Memorandum: Plaintiff was seated in a disabled vehicle parked on the shoulder of the highway on a snowy day. He left the driver's door slightly ajar and had his feet on the ground. He was injured when defendant's snowplow struck the car door, crushing his leg. Defendant moved for summary judgment dismissing the complaint on the ground that its employees did not act in "reckless disregard for the safety of others" (Vehicle and Traffic Law § 1103 [b]). Defendant met its burden of establishing its entitlement to judgment as a matter of law by submitting the deposition testimony of the snowplow driver and the snowplow "wing man" wherein they each testified that the snowplow stopped behind two vehicles that were stopped on the side of the road and waited for traffic in the opposite direction to clear. One of those vehicles was occupied by plaintiff. They further testified that, once that traffic had cleared, the snowplow proceeded around the stopped vehicles at a very low rate of speed.

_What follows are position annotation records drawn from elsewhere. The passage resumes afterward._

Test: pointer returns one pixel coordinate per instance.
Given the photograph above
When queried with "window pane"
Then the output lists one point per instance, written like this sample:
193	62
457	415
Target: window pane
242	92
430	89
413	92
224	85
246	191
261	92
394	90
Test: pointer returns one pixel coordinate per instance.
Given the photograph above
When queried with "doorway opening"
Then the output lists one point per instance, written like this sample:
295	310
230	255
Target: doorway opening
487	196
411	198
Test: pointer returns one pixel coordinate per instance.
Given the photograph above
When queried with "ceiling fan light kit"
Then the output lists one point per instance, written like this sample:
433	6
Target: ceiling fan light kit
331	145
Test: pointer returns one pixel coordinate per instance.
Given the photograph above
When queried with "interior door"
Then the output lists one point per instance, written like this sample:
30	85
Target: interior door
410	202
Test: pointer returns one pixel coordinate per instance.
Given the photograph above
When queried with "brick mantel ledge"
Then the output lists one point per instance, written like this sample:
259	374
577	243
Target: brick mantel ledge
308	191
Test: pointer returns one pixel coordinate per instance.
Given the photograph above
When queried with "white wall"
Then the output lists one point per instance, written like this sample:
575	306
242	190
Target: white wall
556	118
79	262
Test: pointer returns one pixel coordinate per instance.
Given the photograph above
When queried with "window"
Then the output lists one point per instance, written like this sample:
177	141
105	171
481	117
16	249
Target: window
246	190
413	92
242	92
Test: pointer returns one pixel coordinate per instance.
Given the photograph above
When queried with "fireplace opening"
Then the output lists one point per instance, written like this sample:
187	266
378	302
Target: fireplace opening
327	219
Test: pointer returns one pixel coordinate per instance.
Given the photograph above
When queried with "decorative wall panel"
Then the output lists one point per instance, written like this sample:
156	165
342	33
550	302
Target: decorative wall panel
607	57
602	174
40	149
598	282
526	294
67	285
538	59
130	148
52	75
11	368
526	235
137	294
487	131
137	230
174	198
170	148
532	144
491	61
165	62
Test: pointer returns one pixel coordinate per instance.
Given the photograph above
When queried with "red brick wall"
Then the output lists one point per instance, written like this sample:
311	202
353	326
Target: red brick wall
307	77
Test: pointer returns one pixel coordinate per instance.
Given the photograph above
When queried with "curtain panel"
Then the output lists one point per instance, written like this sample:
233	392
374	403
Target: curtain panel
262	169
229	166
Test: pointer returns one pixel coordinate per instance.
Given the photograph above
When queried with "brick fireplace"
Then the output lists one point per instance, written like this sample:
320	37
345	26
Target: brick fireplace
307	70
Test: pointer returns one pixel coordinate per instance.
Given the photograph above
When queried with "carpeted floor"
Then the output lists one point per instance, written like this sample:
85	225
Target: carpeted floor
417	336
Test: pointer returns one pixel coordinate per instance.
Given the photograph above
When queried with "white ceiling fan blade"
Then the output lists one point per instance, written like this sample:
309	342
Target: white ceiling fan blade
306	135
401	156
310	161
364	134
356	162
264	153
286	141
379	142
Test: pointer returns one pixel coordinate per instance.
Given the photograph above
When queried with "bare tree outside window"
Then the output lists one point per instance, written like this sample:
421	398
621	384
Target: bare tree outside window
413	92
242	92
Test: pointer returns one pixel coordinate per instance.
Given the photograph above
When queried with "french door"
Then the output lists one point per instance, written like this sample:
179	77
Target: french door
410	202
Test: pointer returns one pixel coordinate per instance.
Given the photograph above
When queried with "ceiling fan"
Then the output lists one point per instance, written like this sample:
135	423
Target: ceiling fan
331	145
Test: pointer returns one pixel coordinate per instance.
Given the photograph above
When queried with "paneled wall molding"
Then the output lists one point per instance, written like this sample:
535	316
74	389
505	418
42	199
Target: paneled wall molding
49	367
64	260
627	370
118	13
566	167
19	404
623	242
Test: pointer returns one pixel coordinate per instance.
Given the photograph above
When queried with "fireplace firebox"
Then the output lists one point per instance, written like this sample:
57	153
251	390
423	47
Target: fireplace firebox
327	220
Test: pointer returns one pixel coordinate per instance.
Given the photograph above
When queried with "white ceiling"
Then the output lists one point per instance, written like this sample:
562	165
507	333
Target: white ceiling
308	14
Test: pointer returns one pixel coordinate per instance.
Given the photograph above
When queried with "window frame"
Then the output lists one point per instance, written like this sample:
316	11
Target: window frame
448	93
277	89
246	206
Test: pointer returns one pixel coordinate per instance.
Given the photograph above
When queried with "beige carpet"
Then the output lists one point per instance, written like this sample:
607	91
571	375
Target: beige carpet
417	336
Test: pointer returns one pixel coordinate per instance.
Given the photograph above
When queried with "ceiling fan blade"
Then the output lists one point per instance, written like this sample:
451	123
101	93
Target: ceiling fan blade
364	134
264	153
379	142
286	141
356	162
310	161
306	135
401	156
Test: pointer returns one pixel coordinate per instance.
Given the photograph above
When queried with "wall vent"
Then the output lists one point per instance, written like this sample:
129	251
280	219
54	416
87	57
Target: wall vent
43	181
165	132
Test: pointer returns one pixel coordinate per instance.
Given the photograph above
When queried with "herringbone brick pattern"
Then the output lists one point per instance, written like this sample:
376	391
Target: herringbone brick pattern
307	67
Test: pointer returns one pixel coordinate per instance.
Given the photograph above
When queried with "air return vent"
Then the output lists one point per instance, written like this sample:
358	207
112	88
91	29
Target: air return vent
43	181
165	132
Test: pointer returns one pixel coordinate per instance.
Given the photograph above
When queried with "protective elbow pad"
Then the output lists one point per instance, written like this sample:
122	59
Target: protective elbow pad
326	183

That testimony establishes that the action of the snowplow driver in striking the car did not rise to the level of recklessness required for the imposition of liability (see Saarinen v Kerr, 84 NY2d 494, 502 [1994]; see also Szczerbiak v Pilat, 90 NY2d 553, 557 [1997]).

In response, plaintiff failed to raise a triable issue of fact whether the snowplow driver or the wing man had intentionally committed an act of an unreasonable character in disregard of a known or obvious risk " 'that was so great as to make it highly probable that harm would follow' and [did] so with conscious indifference to the outcome" (Saarinen, 84 NY2d at 501; see Palmer v City of Syracuse, 13 AD3d 1229, 1230 [2004]). Present—Kehoe, J.P., Martoche, Centra, Green and Pine, JJ.